As we move into a new era of collaboration and potentially a shift in economic and cultural change, there are new opportunities that are trending to meet customer needs and opportunity is available for business to help solve some of these new consumer challenges:

  1. Immersive virtual experiences (IVX)
    An increase in interactive activities such as yoga or cycling are now on the rise so brands such as Peleton that have previously been struggling to find their place at the crux of where digital augmentation meets reality are starting to find their sweet spot. With social venues such as cinemas closing, are there more opportunities to look at engagements such as streamed cinema events from the home with food partnerships that deliver straight to your door?
  2. Remote engagement
    Remote working will further heighten expectations on digital interactions. Consistency of connectivity will never be as important. On a conference call this morning I noticed a lag which was instantly unacceptable to me! Successful remote engagement means retaining as far as possible the ability for employees and customers to engage with businesses at any time.
  3. Always-on shopping
    Where RSS were a popular way to consume shopping needs fifteen years ago, with more people at a screen in isolation, they are looking at different ways to break up the working day. Keeping up to date on what’s happening through online feeds and retail streams could be a re-invigorated way to grab attention. I’m not suggesting the rebirth of the RSS feed, but a new creative approach may open up a new consumer shopping experience.
  4. Health habits
    Whilst we have seen runners, cyclists and gym enthusiasts helping to change the face of everyday exercise, alongside the increase in healthier food options on the high street; current opportunities to maintain a healthier lifestyle have become more difficult.

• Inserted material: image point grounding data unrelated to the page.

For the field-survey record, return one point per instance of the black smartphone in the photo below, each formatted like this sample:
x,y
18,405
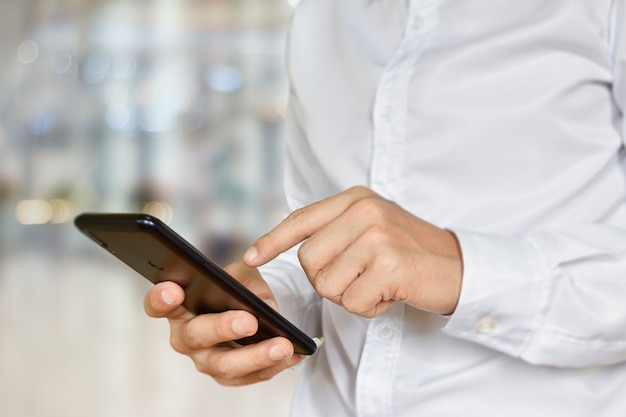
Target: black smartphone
x,y
156,252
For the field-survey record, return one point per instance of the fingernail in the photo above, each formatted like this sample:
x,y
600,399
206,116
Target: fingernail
x,y
271,303
250,254
168,297
278,352
240,327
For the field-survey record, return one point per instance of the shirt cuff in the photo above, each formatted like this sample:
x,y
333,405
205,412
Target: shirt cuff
x,y
502,292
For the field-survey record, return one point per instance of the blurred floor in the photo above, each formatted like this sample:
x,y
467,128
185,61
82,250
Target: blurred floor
x,y
74,341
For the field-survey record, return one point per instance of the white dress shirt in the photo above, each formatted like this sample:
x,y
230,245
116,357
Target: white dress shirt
x,y
502,120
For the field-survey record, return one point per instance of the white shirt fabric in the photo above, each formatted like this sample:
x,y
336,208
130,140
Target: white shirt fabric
x,y
504,122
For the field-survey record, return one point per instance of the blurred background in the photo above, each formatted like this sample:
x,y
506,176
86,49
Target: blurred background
x,y
170,107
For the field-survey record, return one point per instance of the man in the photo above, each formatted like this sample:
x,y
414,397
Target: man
x,y
459,179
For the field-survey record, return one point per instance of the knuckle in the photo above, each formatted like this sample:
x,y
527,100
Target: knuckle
x,y
190,336
298,217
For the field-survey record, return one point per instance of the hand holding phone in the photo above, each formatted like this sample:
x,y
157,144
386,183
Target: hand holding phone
x,y
206,339
159,254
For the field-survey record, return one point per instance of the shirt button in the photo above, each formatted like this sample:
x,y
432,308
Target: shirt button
x,y
385,331
485,325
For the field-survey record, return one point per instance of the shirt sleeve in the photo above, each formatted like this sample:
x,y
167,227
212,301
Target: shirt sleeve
x,y
554,297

Changing from usual routines to new routines, from exercising out of home to the way we eat, could see a shift in mindset over the coming months.
  5. Real-time updates
    There is an expectation – specifically around current affairs – to know what is available or happening now in real-time. Whether that’s an update on the state of the country or whether products are in stock at a local store. Consumers are asking “where are the key trends?” or “where can I find something now?”. Imagine a website that told you where toilet paper was in stock to minimise the critical mass and reduce over-purchasing.
  6. Digital assistants
    With home tutoring becoming a core part of every family thanks to school closures, services such as Masterclass, and Google classroom could see an increase through the need for online support. Youtube’s video views saw a consistent increase since the announcement of COVID-19 (Ref: Socialblade.com, March 2020) so consumers are clearly demanding support and greater access to content as a whole.  
  7. Connected life
    Work and home communications are running more in parallel as the line between the two becomes more blurred through remote working. Finding a way to create boundaries between work and play for employees will be key. As products like Whatsapp bring our home and office environments together for simplicity, we will need to find a way to separate them (literally or metaphorically) for our sustained mental health. This could see a rise in “den pals” (Digital pen pals) in a time of isolation. I don’t mean how we used to write to friends in other countries, but the facility to have digital mentors, managers, counsel and friends.
     

As we come out of the back of this unprecedented time, it’s important for businesses to focus beyond the existing challenges, for both resourcing and business offerings. Using your teams and focusing on the employee experience to ingrain creativity and innovation at the heart of your business, aiming to ultimately place the customer’s needs first, will allow for sustainability and future growth that could reshape your business for the better.